Identity confirmed, Nate remained in Santa Fe after graduation. He first worked with the Community Economic and Ecological Development Center, a non-profit on Second Street focused on ecological real estate combined with a retail eco-products store and communal copy-shop. He began hearing the word “permaculture” bandied about as a new frontier in ecological conservation, and decided to take a class.
Permaculture is defined as the development of agricultural ecosystems intended to be sustainable and self-sufficient. The class Nate took was transformative for him. “In a way, it was an extension of my St. John’s experience. There is a great book that should be added to the Program—Bill Mollison’s Permaculture: A Designer’s Manual. There’s this deep philosophical component about patterns of nature that speak to our pre-Socratic mindset, patterns that are powerful and make you very efficient and productive if you mimic them. You can copy the branching pattern of nature, or the web pattern, or the fish-scale pattern. You can mimic this in a landscape or even in a business plan.”
Nate is the author of Harvest the Rain (Sunstone Press) and the president of PermaDesign, which he runs with his wife, Melissa McDonald, a landscape architect.

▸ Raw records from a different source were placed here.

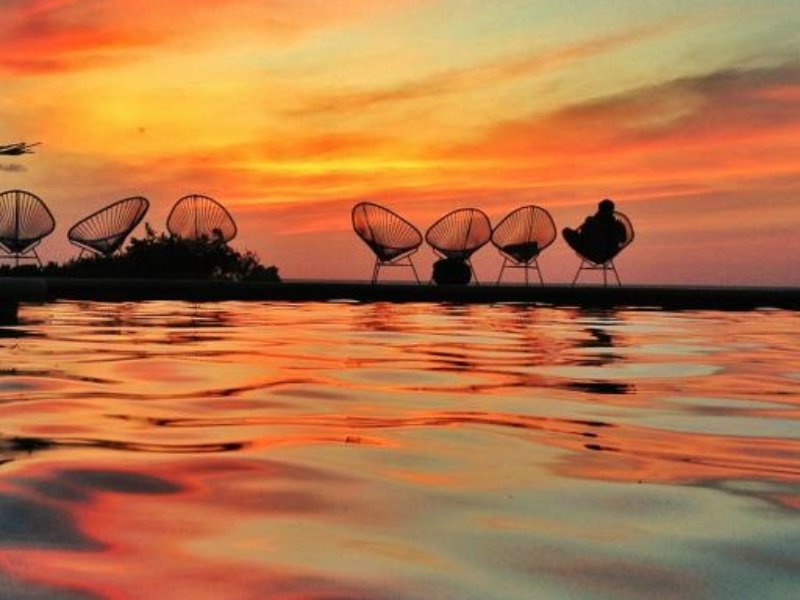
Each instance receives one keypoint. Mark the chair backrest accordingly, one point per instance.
(24, 221)
(605, 252)
(629, 233)
(388, 234)
(524, 233)
(105, 230)
(195, 216)
(460, 233)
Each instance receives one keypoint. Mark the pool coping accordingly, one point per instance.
(18, 289)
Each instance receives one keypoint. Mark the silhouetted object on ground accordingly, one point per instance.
(103, 232)
(17, 149)
(389, 236)
(459, 234)
(25, 221)
(601, 238)
(521, 237)
(451, 271)
(195, 216)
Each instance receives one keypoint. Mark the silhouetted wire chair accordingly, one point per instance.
(521, 237)
(195, 216)
(25, 221)
(606, 264)
(103, 232)
(460, 234)
(389, 236)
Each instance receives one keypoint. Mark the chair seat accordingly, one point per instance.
(523, 252)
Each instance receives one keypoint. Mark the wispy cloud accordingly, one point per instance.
(41, 37)
(485, 74)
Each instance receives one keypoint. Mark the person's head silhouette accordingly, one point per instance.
(606, 207)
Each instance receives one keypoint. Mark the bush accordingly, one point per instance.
(161, 256)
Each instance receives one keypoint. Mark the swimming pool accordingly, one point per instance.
(340, 450)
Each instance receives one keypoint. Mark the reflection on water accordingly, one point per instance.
(238, 450)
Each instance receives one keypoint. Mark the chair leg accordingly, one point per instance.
(580, 268)
(538, 272)
(474, 274)
(614, 269)
(375, 270)
(503, 268)
(411, 262)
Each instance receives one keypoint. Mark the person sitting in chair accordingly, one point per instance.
(600, 236)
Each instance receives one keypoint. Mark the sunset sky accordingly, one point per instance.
(686, 113)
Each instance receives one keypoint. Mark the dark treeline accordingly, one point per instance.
(160, 256)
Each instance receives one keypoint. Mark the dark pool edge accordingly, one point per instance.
(15, 290)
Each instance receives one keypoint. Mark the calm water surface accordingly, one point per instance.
(320, 451)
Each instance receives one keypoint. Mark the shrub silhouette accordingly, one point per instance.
(162, 256)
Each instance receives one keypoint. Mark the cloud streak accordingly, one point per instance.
(480, 76)
(45, 37)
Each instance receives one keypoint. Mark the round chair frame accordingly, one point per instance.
(189, 218)
(521, 237)
(608, 265)
(91, 233)
(25, 220)
(470, 230)
(391, 238)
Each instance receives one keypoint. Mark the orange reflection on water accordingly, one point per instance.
(368, 451)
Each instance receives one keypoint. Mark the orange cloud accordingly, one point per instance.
(39, 37)
(480, 76)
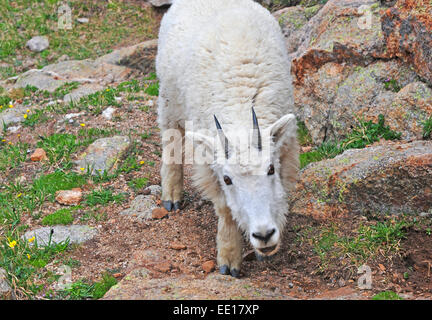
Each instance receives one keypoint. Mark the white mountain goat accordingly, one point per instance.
(223, 68)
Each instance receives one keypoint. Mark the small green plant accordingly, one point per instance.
(387, 295)
(138, 183)
(368, 132)
(101, 287)
(365, 133)
(12, 155)
(62, 216)
(84, 290)
(392, 85)
(303, 134)
(152, 89)
(427, 129)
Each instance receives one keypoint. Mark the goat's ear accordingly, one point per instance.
(200, 139)
(283, 129)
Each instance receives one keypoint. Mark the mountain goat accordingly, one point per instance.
(226, 88)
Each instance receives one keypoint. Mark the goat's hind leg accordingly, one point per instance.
(229, 244)
(172, 163)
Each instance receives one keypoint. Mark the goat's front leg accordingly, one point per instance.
(229, 243)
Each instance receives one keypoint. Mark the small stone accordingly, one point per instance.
(83, 20)
(163, 267)
(141, 207)
(69, 197)
(177, 246)
(208, 266)
(159, 213)
(39, 155)
(155, 190)
(38, 44)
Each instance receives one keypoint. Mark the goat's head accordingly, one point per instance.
(247, 166)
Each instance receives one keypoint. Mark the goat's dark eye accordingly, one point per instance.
(227, 180)
(271, 170)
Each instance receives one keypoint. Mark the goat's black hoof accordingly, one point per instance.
(235, 273)
(167, 205)
(177, 206)
(260, 257)
(224, 270)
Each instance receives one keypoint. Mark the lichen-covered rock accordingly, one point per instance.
(139, 285)
(392, 178)
(116, 66)
(38, 43)
(103, 155)
(75, 234)
(407, 29)
(343, 71)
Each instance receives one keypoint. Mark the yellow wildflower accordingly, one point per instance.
(12, 244)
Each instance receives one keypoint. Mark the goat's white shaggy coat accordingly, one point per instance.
(221, 57)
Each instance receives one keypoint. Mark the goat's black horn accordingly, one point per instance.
(256, 139)
(222, 137)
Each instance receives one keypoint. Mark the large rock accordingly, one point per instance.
(392, 178)
(103, 154)
(75, 234)
(116, 66)
(343, 71)
(407, 29)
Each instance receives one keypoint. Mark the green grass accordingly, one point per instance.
(303, 134)
(12, 155)
(392, 85)
(119, 22)
(363, 134)
(62, 216)
(365, 243)
(387, 295)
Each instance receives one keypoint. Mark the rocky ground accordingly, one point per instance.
(80, 158)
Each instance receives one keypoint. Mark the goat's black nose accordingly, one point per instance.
(266, 238)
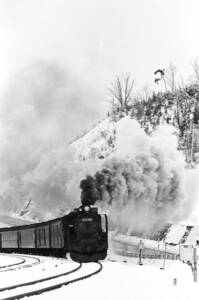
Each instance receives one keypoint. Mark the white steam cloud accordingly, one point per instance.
(42, 108)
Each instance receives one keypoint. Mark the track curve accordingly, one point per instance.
(52, 286)
(22, 264)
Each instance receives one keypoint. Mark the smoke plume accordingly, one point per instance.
(141, 185)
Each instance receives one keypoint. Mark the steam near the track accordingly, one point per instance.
(142, 183)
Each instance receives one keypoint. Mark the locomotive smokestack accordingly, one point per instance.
(89, 194)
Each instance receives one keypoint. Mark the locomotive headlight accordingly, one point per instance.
(86, 208)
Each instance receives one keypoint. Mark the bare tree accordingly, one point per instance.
(195, 66)
(171, 77)
(121, 91)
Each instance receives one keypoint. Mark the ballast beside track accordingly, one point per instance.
(51, 286)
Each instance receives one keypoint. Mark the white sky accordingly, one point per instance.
(99, 39)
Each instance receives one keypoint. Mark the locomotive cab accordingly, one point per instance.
(89, 239)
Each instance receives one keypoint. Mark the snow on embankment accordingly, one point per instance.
(97, 143)
(175, 234)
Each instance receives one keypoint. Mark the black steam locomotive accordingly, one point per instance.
(83, 233)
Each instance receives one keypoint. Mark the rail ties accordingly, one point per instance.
(52, 286)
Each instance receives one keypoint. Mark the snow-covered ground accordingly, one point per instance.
(118, 280)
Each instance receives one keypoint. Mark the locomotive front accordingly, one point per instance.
(89, 239)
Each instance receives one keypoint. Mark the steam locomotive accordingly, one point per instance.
(83, 233)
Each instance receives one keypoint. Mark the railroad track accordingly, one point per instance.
(16, 291)
(22, 264)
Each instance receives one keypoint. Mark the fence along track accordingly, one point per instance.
(52, 286)
(128, 250)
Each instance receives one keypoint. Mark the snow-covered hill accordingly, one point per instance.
(98, 143)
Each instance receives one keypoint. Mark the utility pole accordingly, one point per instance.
(164, 261)
(141, 247)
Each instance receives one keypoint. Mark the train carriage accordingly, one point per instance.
(27, 238)
(9, 240)
(83, 233)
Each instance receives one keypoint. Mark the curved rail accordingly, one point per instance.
(14, 264)
(53, 286)
(20, 265)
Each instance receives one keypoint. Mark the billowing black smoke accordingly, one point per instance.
(141, 192)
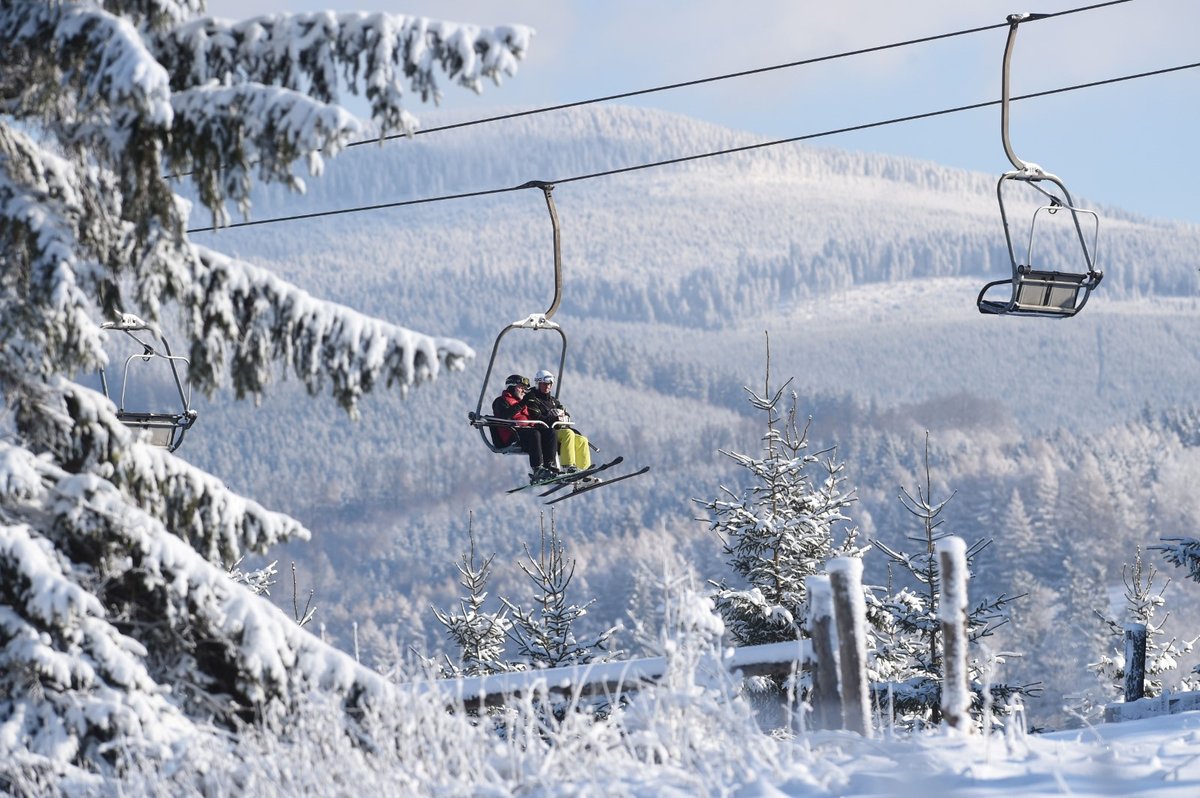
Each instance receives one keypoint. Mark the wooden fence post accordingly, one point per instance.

In their backyard on Don Gaspar Avenue, a gray water system irrigates native flowers, bushes, fruit trees, and vegetables. A bunny hutch sits over the compost pile, allowing the furry inhabitant to contribute to the composting effort. In the front yard—where the clucking and crowing doesn’t disturb their neighbors—are the chickens. The chickens and the bunny help control weeds by walking in a little tractor that harnesses their skills.
Though Nate and Melissa would like to grow all of their own food, it’s not feasible in the desert, even when you harvest rainwater and recycle as much city water as possible. But Nate is always looking for solutions. “In nature and in permaculture there is a principle of redundancy. We don’t have too many eyes; we don’t have six, but we have two. We have ten fingers; we have two lungs, two kidneys, in case something happens to one of them. We need more than two sources of water. Water is infinitely cleanable. Rain, snowmelt, dew, fog. Gray water, water recycling, wastewater treatment. As water-harvesters out here in the desert, we are on our way to someday being sustainable.”